Von Günter Grass

Ich will versuchen, im Namen aller Preisträger des Antonio Feltrinelli-Preises Dank auszusprechen. Das sollte leicht fallen, zumal Ehrungen dieser Art nicht nur getane Arbeit bestätigen, sondern auch Aufforderung sind, in Zukunft tätig zu bleiben. Optimismus drückt sich bei jeder Preisvergabe aus, als könne es fraglos immer so weitergehen. Unser Begriff von Fortschritt gefiel sich bisher in dieser Haltung und Pose; denn es ging ja auch immer irgendwie weiter.

Mein Dank spricht Zweifel aus in die hergebrachten Erwartungen. Unsere Gegenwart macht Zukunft fraglich, schließt sie in vielen Bereichen geradezu aus und produziert – da wir vor allem das Produzieren gelernt haben – den einzigen Zuwachs unserer Tage: Armut, Hunger, Verhungernde, verpestete Luft, vergiftete Gewässer, hier vom sauren Regen, dort vom Kahlschlag vernichtete Wälder und sich wie selbsttätig aufstockende Waffenarsenale, die der vielfachen Vernichtung der Menschheit fähig sind.

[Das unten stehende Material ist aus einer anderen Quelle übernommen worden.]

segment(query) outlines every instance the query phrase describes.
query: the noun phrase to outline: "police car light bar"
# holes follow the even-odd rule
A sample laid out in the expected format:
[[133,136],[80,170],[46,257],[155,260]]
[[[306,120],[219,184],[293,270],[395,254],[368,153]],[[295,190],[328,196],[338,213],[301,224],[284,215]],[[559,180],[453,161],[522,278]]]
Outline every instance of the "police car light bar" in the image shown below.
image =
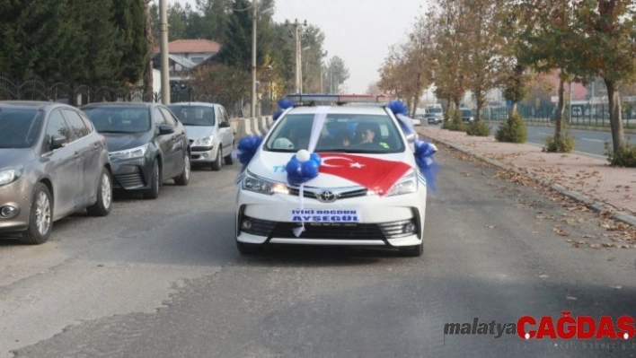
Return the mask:
[[296,103],[388,103],[391,96],[370,94],[288,94],[287,100]]

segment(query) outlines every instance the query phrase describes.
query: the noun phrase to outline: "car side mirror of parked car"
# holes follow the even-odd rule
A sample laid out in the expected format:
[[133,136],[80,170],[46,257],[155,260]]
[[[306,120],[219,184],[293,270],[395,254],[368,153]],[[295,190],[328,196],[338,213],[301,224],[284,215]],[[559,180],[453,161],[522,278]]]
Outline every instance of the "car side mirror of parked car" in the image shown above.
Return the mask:
[[159,126],[159,135],[169,135],[171,133],[174,133],[174,127],[172,127],[172,126],[168,126],[168,125]]
[[66,137],[64,135],[51,135],[50,141],[51,151],[66,145]]

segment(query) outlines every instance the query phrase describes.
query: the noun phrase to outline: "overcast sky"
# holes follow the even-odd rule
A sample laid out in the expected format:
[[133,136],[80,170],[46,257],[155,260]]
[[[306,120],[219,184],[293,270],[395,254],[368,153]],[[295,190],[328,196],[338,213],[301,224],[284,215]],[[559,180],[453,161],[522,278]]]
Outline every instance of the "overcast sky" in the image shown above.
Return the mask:
[[[155,0],[157,1],[157,0]],[[168,0],[172,4],[194,0]],[[389,47],[406,40],[427,0],[276,0],[274,20],[307,21],[324,33],[328,57],[338,56],[349,68],[349,92],[362,93],[379,79]]]

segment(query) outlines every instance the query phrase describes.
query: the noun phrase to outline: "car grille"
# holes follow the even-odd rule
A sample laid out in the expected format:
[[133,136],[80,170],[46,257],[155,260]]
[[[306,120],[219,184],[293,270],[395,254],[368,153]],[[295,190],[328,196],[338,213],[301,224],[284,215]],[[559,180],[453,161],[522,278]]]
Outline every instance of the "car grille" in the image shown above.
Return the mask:
[[[252,223],[250,230],[243,229],[243,231],[268,238],[295,239],[294,229],[300,226],[298,223],[277,223],[248,216],[244,216],[243,219],[249,220]],[[413,234],[412,232],[403,232],[404,225],[409,223],[414,223],[414,221],[401,220],[380,223],[305,223],[305,231],[300,235],[300,239],[396,239]]]
[[[287,189],[289,190],[289,195],[297,196],[300,194],[300,189],[297,188],[291,188],[287,187]],[[322,193],[324,189],[322,188],[305,188],[303,189],[303,197],[311,197],[313,199],[316,198],[316,196],[320,193]],[[334,194],[336,194],[336,196],[339,199],[348,199],[351,197],[358,197],[358,196],[365,196],[368,193],[368,189],[367,188],[353,188],[353,189],[346,189],[346,188],[338,188],[338,189],[332,189]]]
[[135,172],[115,175],[114,188],[123,188],[125,189],[135,188],[144,186],[144,178],[138,167],[135,168]]

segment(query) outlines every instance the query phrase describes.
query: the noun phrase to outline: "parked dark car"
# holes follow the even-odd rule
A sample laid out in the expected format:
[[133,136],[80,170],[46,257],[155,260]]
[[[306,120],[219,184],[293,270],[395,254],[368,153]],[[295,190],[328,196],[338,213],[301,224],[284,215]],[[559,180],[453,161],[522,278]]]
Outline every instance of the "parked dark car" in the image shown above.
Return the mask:
[[111,184],[106,140],[80,110],[0,101],[0,233],[40,244],[57,219],[108,215]]
[[113,187],[155,199],[163,181],[190,181],[190,142],[183,125],[159,103],[93,103],[82,107],[106,136]]
[[234,161],[234,135],[225,109],[216,103],[172,103],[168,108],[185,126],[192,149],[192,164],[208,165],[220,170],[222,160]]

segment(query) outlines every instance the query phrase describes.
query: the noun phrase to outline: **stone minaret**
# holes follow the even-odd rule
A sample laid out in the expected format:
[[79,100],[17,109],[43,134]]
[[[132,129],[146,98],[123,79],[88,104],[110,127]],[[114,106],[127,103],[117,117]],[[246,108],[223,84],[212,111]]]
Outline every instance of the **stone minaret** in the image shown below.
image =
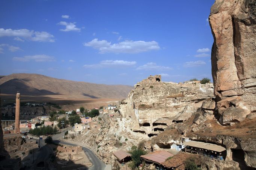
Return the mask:
[[15,109],[15,129],[16,134],[20,133],[20,94],[18,92],[16,95],[16,106]]

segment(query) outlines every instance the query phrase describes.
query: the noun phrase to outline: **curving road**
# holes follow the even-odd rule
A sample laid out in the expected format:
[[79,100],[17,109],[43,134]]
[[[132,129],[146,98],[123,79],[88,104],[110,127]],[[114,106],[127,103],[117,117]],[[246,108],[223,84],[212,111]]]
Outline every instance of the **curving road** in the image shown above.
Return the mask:
[[[66,130],[67,129],[66,129]],[[64,131],[61,133],[57,134],[53,136],[53,139],[54,142],[63,145],[66,145],[71,146],[77,146],[77,145],[71,143],[67,142],[61,141],[59,139],[61,139],[62,136],[64,135]],[[90,167],[89,168],[86,169],[90,170],[104,170],[106,167],[106,165],[103,163],[97,156],[94,154],[92,151],[90,149],[86,147],[81,146],[84,151],[86,152],[86,154],[92,160],[93,165]]]

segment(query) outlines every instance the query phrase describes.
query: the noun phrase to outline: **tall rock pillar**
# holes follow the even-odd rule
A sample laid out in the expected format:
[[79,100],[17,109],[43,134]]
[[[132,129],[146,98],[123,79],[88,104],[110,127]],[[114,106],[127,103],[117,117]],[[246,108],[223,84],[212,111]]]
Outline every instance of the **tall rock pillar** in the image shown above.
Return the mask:
[[256,0],[216,0],[209,19],[214,39],[212,74],[220,121],[229,125],[247,116],[254,117]]
[[16,106],[15,109],[15,133],[20,133],[20,94],[18,92],[16,95]]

Rom, die Stadt, in der ich Dank zu sagen versuche, ist – neben ihrer gegenwärtigen und historischen Bedeutung – identisch geworden mit den Berichten des "Club of Rome". Diese Berichte sind unsere nüchterne Offenbarung. Kein von den Göttern oder dem einen Gott verhängtes Strafgericht droht uns. Kein Johannes auf Patmos schreibt seine dunklen, den Untergang feiernden Bilder nieder. Kein Buch der "Sieben Siegel" wird uns zum Orakel. Nein, sachlich und unserer Zeit gemäß schlagen zu Buche: Zahlenkolonnen, die den Hungertod bilanzieren, die Statistik der Verelendung, die ökologische Katastrophe zur Tabelle verkürzt, der ausgezählte Wahnsinn, die Apokalypse als Ergebnis eines Geschäftsberichtes. Strittig sind allenfalls noch die Stellen hinterm Komma, nicht mehr der unabweisbare Befund: Die Vernichtung der Menschheit durch die Menschen auf vielfältige Weise hat begonnen.

Indem ich annehme, daß mittlerweile auch den Wissenschaftlern die Zukunft als gesichertes Spielfeld weiterer Entwicklung, wenn nicht abhanden gekommen, so doch fraglich geworden ist, hoffe ich, im Namen aller Preisträger zu sprechen, wenn ich nun von meiner Arbeit als Schriftsteller in wenigen Anmerkungen Bericht gebe: die Literatur und mich selbst in Frage stelle.

Mehr noch als die anderen Künste hat die Literatur eine ihrer Voraussetzungen im gesicherten Anspruch auf ihr Vorfeld, die Zukunft, gesehen. Absolute Herrscher, theologische und ideologische Dogmen, die eine und die übernächste Diktatur konnten überlebt, die Zensur aufgehoben, das Wort wieder freigesetzt werden. Die Geschichte der Literatur, ist nebenbei auch eine Geschichte solcher Siege des Buches über den Zensor, des Dichters über den Potentaten. Mit anderen Worten: Die Literatur war sich einer Verbündeten immer gewiß, es mochte ihr noch so dreckig gehen, die Zukunft war auf ihrer Seite. Silone und Moravia, Brecht und Döblin überdauerten den Faschismus, wie Isaak Babel und Ossip Mandelstam den Stalinismus – obgleich sie an ihm zugrunde gingen – dennoch überlebten.

Sie, die Literatur, hatte immer den längeren Atem. Sie konnte auf Zeit setzen, ihrer Nachwirkung gewiß sein, selbst wenn sich das Echo auf Wort und Satz, Gedicht und These Jahrzehnte später erst und manchmal erst nach Jahrhunderten entfalten konnte. Dieser Vorsprung und Vorschuß auf Zeit machte die ärmsten Poeten reich. Ihnen, deren Zuwachsrate "Unsterblichkeit" hieß, war selbst in widrigster Gegenwart nicht beizukommen; man mochte sie einkerkern, erschlagen oder ins Exil treiben, wie es bis in unsere Tage weltweit üblich ist, immer siegte am Ende das Buch und mit ihm das Wort.